Em tempos de corona vírus, o mundo dos espetáculos está vivendo tempos de muitas incertezas. Para dar conta de se manterem ativos, alguns artistas começam a apresentar saídas criativas. Os astros internacionais Alejandro Sanz e Juanes, por exemplo, tiveram de cancelar os shows que fariam no último final de semana em suas respectivas turnês. Ao invés de chorarem as pitangas, mostraram um caminho paliativo para atender os fãs.

A tour do espanhol Sanz se intitula La Gira (a turnê), enquanto a do colombiano Juanes leva o nome de Para Todos. Amigos de longa data, eles resolveram se reunir em um estúdio, acompanhados por cinco músicos- entre eles o consagrado pianista cubano Gonzalo Rubalcaba- e fazer um show conjunto. O evento foi transmitido via internet no último domingo (15), e teve participação do público em um chat. Eles denominaram, a performance El Gira Se Queda En Casa Para Todos (a turnê fica sendo em casa para todos).

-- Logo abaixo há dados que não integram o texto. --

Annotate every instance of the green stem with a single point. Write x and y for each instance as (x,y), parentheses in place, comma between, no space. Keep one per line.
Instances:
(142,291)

Artistas como o britânico Yungblud e a dupla brasileira Kleiton & Kledir também prometem ações semelhantes em função dos cancelamentos de seus shows. Locais que abrigam shows fazem algo semelhante. A paulistana Audio Rebel, por exemplo, cancelou todos os shows programados para março, mas manterá (via agendamento) outras atividades do local, como ensaios, gravações e oficina de instrumentos (luthieria).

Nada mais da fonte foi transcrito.